Том 19. Избранные письма 1882-1899
  • Текст добавлен: 8 октября 2016, 12:02

Текст книги "Том 19. Избранные письма 1882-1899"


Автор книги: Лев Толстой



сообщить о нарушении

Текущая страница: 6 (всего у книги 44 страниц)

61. Т. А. Кузминской

1885 г. Октября 15–18? Ясная Поляна.

Я получил, Таня, прежде твою рукопись* в целости, а на другой день письмо*.

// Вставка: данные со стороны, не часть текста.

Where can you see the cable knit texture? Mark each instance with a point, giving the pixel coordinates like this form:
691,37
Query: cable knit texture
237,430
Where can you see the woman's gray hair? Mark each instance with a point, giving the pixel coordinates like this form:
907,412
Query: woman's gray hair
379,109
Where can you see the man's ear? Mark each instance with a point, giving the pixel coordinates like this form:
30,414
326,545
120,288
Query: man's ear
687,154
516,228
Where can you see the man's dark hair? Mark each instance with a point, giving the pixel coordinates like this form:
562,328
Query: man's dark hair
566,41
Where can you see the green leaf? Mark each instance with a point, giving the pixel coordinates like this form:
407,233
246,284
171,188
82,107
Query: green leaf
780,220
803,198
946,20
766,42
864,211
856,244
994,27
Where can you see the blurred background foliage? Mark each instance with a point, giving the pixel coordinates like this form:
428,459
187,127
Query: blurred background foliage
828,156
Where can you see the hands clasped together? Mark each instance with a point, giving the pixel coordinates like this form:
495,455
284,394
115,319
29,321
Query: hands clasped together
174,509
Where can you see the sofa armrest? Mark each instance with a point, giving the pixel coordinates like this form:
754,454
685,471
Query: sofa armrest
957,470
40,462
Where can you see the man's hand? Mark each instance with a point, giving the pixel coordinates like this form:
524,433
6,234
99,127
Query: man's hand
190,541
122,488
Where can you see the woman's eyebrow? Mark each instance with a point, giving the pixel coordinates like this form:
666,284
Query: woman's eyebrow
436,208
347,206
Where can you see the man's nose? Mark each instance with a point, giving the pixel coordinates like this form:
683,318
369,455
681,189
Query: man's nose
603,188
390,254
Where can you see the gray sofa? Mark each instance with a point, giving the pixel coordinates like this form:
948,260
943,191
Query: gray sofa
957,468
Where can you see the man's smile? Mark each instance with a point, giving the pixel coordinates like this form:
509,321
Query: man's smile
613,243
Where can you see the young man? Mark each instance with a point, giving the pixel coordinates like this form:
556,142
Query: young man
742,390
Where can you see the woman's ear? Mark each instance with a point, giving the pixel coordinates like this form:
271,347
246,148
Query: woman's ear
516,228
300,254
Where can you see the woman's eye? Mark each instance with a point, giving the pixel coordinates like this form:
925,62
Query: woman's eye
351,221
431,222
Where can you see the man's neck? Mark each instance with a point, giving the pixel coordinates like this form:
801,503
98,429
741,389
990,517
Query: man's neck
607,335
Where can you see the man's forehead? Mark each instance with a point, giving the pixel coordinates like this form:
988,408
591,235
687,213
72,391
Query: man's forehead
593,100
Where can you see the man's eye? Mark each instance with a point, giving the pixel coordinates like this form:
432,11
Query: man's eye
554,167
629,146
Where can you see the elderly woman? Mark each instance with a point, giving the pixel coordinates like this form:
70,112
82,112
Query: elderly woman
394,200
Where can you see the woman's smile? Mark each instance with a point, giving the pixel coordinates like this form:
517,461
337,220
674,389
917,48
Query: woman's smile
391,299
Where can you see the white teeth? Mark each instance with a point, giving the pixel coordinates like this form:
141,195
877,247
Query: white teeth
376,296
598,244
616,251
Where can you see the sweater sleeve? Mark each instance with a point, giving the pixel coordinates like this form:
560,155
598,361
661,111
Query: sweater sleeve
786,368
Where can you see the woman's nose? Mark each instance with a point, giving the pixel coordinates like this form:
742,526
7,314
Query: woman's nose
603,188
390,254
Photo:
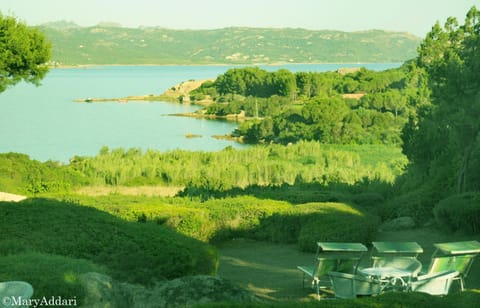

Рукопись я тотчас же прочел и одобрил. В первый свободный вечер перечту еще с пером в руке и с строгим судом. Но мне кажется, поправлять придется очень мало: рассказ очень интересный и просто написанный. Жалко, что ты не написала про то, как ее притесняла полиция – требовал исправник, велели закопать волка и перебить собак. Кажется, она так рассказывала. Я живу один, и мне так хорошо, как… да прежде надо о твоих делах. Рассказ Аксиньи* лежит на столе, и я ни разу не брался за него; но желаю это сделать. Одно неприятно, что ты выставляешь такую гадкую цель – портящую, разрушающую и весь интерес мой к рассказу и портящую тебя самую. Постараюсь сделать для тебя. И думаю, что прежде историю волка. Теперь обо мне, так как это в связи. Я так хорошо работаю над своей статьею*, что извожу на эту работу весь дневной заряд. Как будет перерыв, то кончу твое дело в день и пришлю тебе. Таня, как ты, верно, знаешь, не осталась со мной. Это было бы мне жутко. Жить нашей обыкновенной жизнью – я бы лишился одного из моих хороших периодов жизни, а ее расположить жить по-моему мне бы было жутко. Без тебя был Фрей – ты слышала – он интересен и хорош не одним вегетарианством. Жаль, что ты не была при нем. Ты бы многое узнала. У меня от него осталась самая хорошая отрыжка. Я много узнал, научился от него и многое – мне кажется – не успел узнать. Он интересен тем, что от него веет свежим, сильным, молодым, огромным миром американской жизни (несчастной по-твоему, потому что она вне анковского пирога)*, не только не признающей анковского пирога, но представляющей себе его чем-то вроде колец в носу и перьев на голове и пляски диких. Он 17 лет прожил большей частью в русских и американских коммунах, где нет ни у кого собственности, где все работают не «головой», а руками и где многие и мужчины и женщины счастливы очень. Ты бы его еще больше расковыряла, и было бы интересно и, хотел сказать, полезно, но боюсь, что, судя по твоему письму «денег и денег», ты не можешь сойти с пути, начертанного на скрижалях анковского пирога, и что если ты бы, как Моисей, и обиделась бы на что-нибудь и скрижали бы разбились, ты бы нашла средство выпросить у своего владыка анковского пирога – новые. Я и в письмах дразню тебя – немножко по старой привычке, а немножко взаправду.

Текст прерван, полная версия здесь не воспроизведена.